Ele riu consigo mesmo, descendo a colina, sem sentir o frio, sem se preocupar pelo fato de Mzytryk não ter aparecido. Eu tenho coisas mais importantes com que me preocupar, estava pensando. Eu tenho que proteger o meu Grupo Quatro de assassinos a qualquer custo. Eles são a minha garantia de um paraíso na terra com poder maior do que o do próprio Khomeini.
— Pahmudi é o único que poderia ter ordenado a libertação de Rakoczy — disse. — Em breve eu vou descobrir o porquê e onde ele está. Ou ele está na embaixada soviética, num esconderijo soviético ou num calabouço da Savama.
— Ou fora do país, numa hora dessas.
— Então ele está morto. A KGB não tolera traidores. — Hashemi sorriu sardonicamente. — Qual é a sua aposta?
Por um momento, Armstrong não respondeu, espantado com a pergunta pouco comum de Hashemi, que não aprovava apostas, assim como ele. Agora. A última vez que ele tinha apostado fora em Hong Kong em 1963, com dinheiro de suborno que fora colocado em sua gaveta quando ele era um superintendente da CID. Quarenta mil dólares de Hong Kong — cerca de sete mil dólares americanos então.

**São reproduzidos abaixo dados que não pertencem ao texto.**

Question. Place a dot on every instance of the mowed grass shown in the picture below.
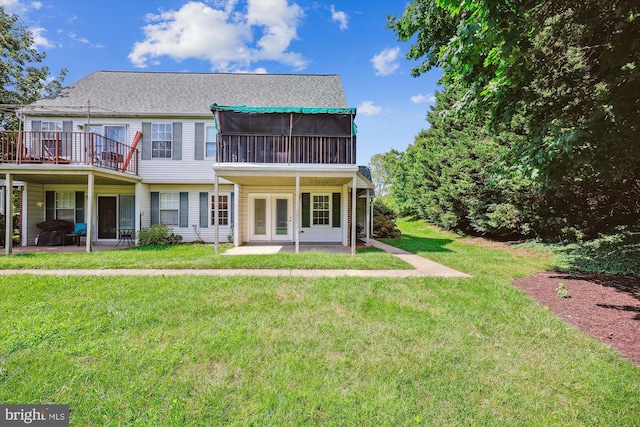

Contra todos os seus princípios, ele tirara o heung yau, a graxa perfumada, como era chamado lá, da gaveta e, nas corridas daquela tarde, apostara tudo num cavalo chamado Pilot Fish, numa tentativa doida de recuperar as suas perdas no jogo — cavalos e mercado de ações.
Este fora o primeiro dinheiro de suborno que ele tirara em 18 anos embora sempre houvesse dinheiro disponível em abundância. Naquela tarde, ele ganhara uma bolada e devolvera o dinheiro antes que o sargento da polícia notasse que ele fora tocado — e ainda sobrara mais do que o suficiente para as suas dívidas. Mesmo assim, ele tinha ficado tão desgostoso consigo mesmo e tão apavorado com a sua estupidez, que nunca mais jogara, nem tocara em heung yau de novo, embora sempre houvesse oportunidade.
— Você é um idiota, Robert — alguns dos seus colegas costumavam dizer —, não há nenhum mal num dinheirinho extra para a aposentadoria.